Weather Forecasting: GenCast, a diffusion-based probabilistic model, outperforms the world’s leading operational forecast (ECMWF ENS) in 97% of scenarios, delivering 15-day forecasts in 8 minutes [9, 14].
Earth System Foundations: Large foundation models that integrate atmosphere, ocean, land, and cryosphere processes, including Google’s Aurora and WeatherNext models [10].
Surrogate Modeling: Physics-informed and data-driven surrogates that emulate expensive numerical models at a fraction of the computational cost [8–10, 23].

* * *

Mathematical Foundations and Methods

Generative AI is also driving progress in the mathematics and methodology of scientific machine learning:

Data-Driven Dynamical Systems: Learning governing dynamics and control laws directly from measurements or simulations [12].
Physics-Informed Neural Networks (PINNs): Incorporating partial differential equations and other physical constraints directly into neural network training [24, 25].
Uncertainty Quantification: Developing methods to quantify confidence and propagate uncertainty through AI-based scientific pipelines [25].
Formal Mathematical Reasoning: AlphaProof combines reinforcement learning with formal theorem proving in Lean to generate verifiable mathematical proofs [21].

* * *

Figure 1.1. AI for Science: A New Era of Discovery. Traditional scientific discovery (left) is limited by human capacity, with drug development taking 10–15 years and early clinical trial success rates of 40–65%. Generative AI (right) is transforming this landscape by reducing drug discovery timelines to 3–5 years, improving clinical trial success rates to 80–90%, enabling novel molecule and materials design, predicting protein structures with unprecedented accuracy (AlphaFold 3), and accelerating weather forecasts from hours to minutes (GenCast). (Created by Google NotebookLM)

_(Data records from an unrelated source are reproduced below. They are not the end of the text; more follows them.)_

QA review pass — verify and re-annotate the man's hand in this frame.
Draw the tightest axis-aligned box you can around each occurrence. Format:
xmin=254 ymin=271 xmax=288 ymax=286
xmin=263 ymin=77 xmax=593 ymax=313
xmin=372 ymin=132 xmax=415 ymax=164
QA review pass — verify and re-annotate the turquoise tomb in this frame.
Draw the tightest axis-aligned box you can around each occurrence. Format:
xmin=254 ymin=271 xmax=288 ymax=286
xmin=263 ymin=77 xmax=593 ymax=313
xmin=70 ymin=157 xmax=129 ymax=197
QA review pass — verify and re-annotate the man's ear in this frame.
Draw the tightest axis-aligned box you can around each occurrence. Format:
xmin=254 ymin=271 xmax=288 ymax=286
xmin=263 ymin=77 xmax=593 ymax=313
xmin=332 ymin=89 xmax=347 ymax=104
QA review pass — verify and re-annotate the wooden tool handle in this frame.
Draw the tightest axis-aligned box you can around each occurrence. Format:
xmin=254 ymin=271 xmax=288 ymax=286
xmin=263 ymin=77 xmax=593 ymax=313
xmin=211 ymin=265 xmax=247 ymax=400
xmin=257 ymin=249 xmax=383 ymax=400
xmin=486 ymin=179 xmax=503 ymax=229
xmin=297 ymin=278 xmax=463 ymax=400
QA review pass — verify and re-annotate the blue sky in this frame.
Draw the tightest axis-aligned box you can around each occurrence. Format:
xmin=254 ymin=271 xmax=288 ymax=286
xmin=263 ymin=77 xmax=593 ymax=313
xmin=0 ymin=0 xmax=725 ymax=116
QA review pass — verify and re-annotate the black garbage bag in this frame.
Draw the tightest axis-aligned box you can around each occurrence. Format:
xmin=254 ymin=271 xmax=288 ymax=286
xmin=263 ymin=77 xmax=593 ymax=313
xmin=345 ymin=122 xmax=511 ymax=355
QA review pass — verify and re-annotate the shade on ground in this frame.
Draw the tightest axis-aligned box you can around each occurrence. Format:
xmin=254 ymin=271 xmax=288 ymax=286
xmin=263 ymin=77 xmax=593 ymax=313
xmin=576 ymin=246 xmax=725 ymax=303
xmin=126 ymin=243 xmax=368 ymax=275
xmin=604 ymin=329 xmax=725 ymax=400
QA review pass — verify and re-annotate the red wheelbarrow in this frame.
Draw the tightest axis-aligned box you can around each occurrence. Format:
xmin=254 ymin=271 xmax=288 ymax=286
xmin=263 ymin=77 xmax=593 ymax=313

Cross-Cutting Capabilities

Several techniques and ideas cut across scientific domains:

Physics-Informed Models: Embedding conservation laws, symmetries, and PDEs in neural architectures to ensure physically consistent predictions [24, 25].
Latent-Variable and Generative Representations: Using VAEs, GANs, and diffusion models to learn compact representations of high-dimensional systems [16–20].
Multimodal Integration: Combining text, images, time series, and spatial fields to build holistic models of complex phenomena [1, 6].
Multi-Agent AI Systems: Frameworks like Google’s AI co-scientist use specialized agents for hypothesis generation, debate, and evolution [7].

* * *

A New Scientific Partner

Generative AI is not replacing scientists—it is becoming a new kind of collaborator [1]. It can:

Expand the hypothesis space far beyond what any individual or team could enumerate
Accelerate cycles of modeling, simulation, and experiment
Enable researchers with limited computational or institutional resources to use state-of-the-art tools
Bridge previously separate fields by revealing shared patterns in their data and models
Recapitulate discoveries in days that previously required years of iterative research [7]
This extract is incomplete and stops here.